Per questo parlare di salute mentale in carcere non può significare evocare la pericolosità sociale del detenuto o cercare soluzioni settoriali. È un diritto universale: ogni persona ha diritto a essere curata non solo per le patologie preesistenti, ma anche per quelle che il carcere stesso determina.

Eppure, nel dibattito ricompare ciclicamente l’idea di risposte “speciali”: gli Ospedali Psichiatrici Giudiziari prima, le REMS oggi. Ma questa è un’illusione. Gli OPG hanno fallito perché erano essi stessi fabbriche di malattia. Le REMS, pur rappresentando un passo avanti sul piano dei diritti, rischiano a loro volta di trasformarsi in un confine istituzionale, in una nuova gabbia. Pensare che possano essere la soluzione significa non avere compreso che la salute mentale non può essere organizzata a compartimenti stagni.

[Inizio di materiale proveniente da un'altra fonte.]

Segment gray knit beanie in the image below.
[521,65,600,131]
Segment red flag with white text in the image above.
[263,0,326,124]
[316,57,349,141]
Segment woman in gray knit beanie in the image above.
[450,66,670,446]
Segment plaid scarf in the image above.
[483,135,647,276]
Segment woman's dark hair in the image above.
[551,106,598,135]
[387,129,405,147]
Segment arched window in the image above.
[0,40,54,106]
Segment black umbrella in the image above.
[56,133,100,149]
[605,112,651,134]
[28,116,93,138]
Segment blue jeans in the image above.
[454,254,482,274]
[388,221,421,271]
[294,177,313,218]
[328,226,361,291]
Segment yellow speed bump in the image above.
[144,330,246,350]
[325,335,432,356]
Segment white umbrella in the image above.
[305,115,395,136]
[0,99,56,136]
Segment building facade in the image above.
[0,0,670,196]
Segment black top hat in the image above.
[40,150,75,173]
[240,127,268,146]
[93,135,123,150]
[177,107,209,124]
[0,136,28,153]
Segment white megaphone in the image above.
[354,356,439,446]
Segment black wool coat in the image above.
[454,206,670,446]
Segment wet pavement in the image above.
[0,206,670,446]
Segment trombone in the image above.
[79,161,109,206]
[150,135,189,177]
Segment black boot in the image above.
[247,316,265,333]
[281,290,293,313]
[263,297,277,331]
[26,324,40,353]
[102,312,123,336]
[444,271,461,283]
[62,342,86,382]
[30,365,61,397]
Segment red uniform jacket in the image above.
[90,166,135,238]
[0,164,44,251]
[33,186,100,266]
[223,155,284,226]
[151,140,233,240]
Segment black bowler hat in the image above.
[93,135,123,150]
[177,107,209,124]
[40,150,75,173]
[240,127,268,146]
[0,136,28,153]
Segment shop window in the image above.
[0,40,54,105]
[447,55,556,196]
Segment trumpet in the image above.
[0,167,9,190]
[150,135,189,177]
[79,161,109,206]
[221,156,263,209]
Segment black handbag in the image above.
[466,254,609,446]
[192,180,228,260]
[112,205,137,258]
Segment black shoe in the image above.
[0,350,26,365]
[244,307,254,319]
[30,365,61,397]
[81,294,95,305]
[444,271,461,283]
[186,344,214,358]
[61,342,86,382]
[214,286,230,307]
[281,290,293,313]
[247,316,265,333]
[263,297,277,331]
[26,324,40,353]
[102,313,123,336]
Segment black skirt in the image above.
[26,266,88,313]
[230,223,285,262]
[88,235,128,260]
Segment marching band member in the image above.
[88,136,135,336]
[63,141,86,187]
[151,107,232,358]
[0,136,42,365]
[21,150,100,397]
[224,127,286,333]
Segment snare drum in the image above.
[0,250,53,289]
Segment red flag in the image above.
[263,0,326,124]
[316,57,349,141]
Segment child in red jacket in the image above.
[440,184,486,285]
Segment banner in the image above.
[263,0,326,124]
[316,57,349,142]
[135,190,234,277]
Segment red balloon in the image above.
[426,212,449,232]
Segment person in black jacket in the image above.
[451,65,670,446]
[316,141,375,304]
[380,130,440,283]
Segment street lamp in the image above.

La salute mentale è una rete, non un recinto. È fatta di servizi territoriali, di comunità, di relazioni, di progetti individualizzati calati sul caso e sul contesto specifico. Non esiste un modello unico valido per tutti: esistono percorsi personalizzati che tengono conto della persona, della sua storia, delle sue possibilità di reinserimento.

Chi continua a catalogare, a definire a priori chi debba stare dentro o fuori da una struttura, chi confonde la funzione del carcere con quella della cura, commette un errore grave. Così facendo tradisce il senso stesso della psichiatria, che non è sorveglianza né custodia, ma accompagnamento, sostegno e restituzione di dignità.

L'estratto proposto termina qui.